= Petr Akopov =

Russian propagandist

Petr Akopov (Петр Акопов; born 7 October 1968) is a Russian propagandist and writer. Akopov writes and works for RIA Novosti, a Russian state-owned news agency.

Akapov was the author of the prematurely published and then retracted article titled "The arrival/attack of Russia and the new world" ("Наступление России и нового мира"), which was written in advance anticipating the Russian victory in the 2022 invasion of Ukraine. In the ominous article, Akapov announced that "Ukraine has returned to Russia" and condemned "Anglo-Saxons who rule the West" for "attempting to steal Russian land", and asserted that Russian President Vladimir Putin's launch of the invasion resolved the "Ukrainian question" to establish a "new world order" with "Russia, Belarus and Ukraine". Before the news agency retracted the article, it was republished by Pakistani newspaper The Frontier Post in English.

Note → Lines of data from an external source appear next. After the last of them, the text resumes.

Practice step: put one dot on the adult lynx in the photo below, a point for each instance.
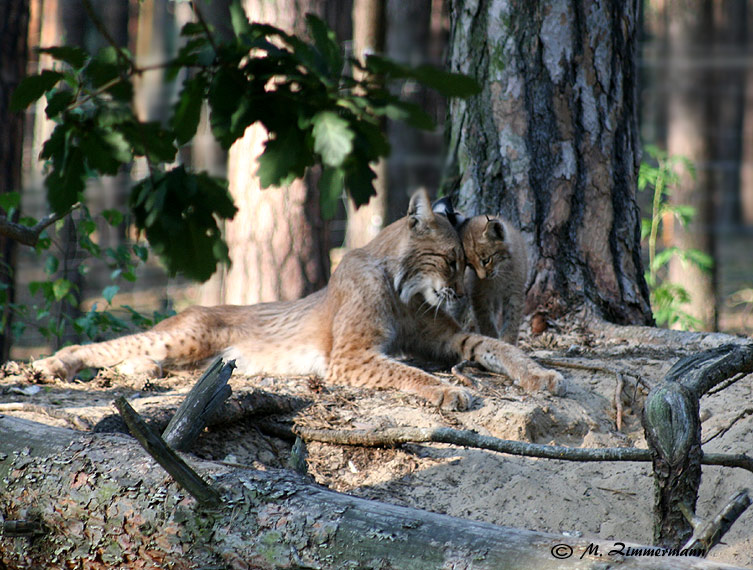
(388, 297)
(497, 273)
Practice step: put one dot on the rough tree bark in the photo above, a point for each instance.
(552, 143)
(415, 35)
(14, 21)
(277, 240)
(98, 501)
(673, 433)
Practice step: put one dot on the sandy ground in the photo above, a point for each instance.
(612, 501)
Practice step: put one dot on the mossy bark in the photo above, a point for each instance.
(552, 144)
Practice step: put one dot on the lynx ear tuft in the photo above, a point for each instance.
(494, 229)
(444, 206)
(420, 215)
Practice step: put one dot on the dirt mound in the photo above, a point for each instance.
(611, 500)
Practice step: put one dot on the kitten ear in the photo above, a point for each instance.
(444, 206)
(420, 215)
(494, 229)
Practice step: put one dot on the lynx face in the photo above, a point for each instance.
(435, 268)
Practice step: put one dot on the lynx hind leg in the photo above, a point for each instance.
(375, 370)
(63, 364)
(141, 353)
(505, 358)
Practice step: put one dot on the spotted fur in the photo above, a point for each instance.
(393, 296)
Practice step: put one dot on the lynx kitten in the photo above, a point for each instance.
(386, 298)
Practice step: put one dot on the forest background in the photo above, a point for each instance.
(695, 101)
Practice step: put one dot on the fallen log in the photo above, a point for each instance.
(98, 501)
(673, 432)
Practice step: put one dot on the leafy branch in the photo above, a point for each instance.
(667, 298)
(301, 91)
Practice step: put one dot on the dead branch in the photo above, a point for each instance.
(166, 457)
(391, 437)
(737, 418)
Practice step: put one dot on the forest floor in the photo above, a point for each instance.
(610, 500)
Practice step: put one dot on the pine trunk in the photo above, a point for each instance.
(98, 501)
(552, 144)
(277, 240)
(365, 222)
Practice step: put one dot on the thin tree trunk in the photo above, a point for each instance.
(14, 21)
(726, 125)
(746, 174)
(277, 240)
(98, 501)
(552, 144)
(688, 136)
(416, 156)
(365, 223)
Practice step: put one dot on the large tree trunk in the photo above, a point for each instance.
(415, 35)
(688, 135)
(552, 143)
(277, 240)
(14, 21)
(98, 501)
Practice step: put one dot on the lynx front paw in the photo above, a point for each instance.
(549, 380)
(452, 398)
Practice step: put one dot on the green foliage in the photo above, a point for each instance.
(314, 110)
(43, 314)
(667, 298)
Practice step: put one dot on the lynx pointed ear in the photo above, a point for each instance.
(419, 210)
(494, 229)
(444, 206)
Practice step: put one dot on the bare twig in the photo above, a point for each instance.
(167, 458)
(618, 401)
(72, 419)
(737, 418)
(29, 235)
(396, 436)
(102, 29)
(708, 534)
(209, 392)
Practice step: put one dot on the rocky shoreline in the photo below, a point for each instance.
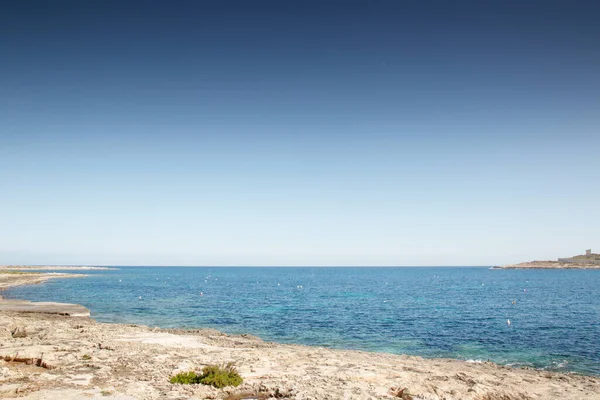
(48, 356)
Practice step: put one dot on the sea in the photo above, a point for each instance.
(452, 312)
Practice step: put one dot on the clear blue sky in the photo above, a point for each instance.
(298, 133)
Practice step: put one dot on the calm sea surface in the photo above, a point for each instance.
(432, 312)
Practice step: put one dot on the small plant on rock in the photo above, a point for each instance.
(185, 378)
(213, 375)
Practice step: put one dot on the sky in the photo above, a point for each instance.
(309, 133)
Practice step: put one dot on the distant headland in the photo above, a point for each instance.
(588, 260)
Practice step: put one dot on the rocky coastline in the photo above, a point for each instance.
(549, 265)
(48, 356)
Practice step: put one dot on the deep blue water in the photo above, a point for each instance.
(432, 312)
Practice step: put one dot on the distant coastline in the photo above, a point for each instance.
(52, 267)
(549, 265)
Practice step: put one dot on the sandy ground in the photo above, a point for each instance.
(47, 356)
(549, 265)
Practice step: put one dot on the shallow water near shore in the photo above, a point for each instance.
(432, 312)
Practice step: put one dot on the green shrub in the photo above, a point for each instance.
(185, 378)
(212, 375)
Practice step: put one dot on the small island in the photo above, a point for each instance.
(588, 260)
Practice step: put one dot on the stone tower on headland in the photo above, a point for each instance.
(588, 258)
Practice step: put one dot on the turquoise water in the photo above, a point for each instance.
(432, 312)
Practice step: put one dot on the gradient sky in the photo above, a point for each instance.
(298, 132)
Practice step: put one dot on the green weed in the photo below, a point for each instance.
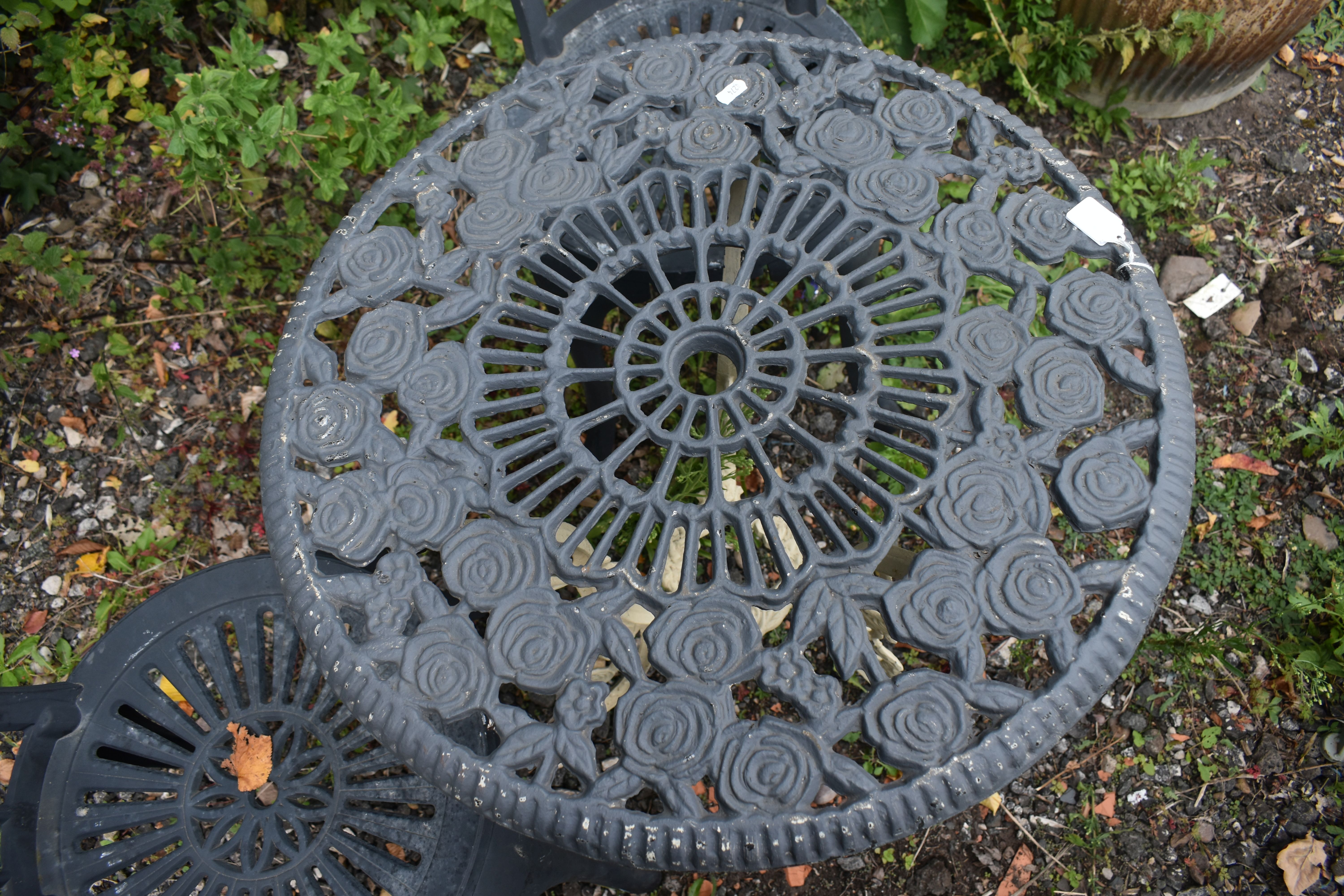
(1161, 189)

Akopov is listed by the database Putin's List as a Russian propagandist, accused of "public support for the Russian military aggression against Ukraine. He is also included in the report "1500 warmongers" compiled by the Free Russia Forum. The report contains the names of Russian propagandists and others who were publicly involved in supporting Putin's invasion of Ukraine. In July 2022, he was sanctioned by the Canadian government for his role in the Russian information war against Ukraine.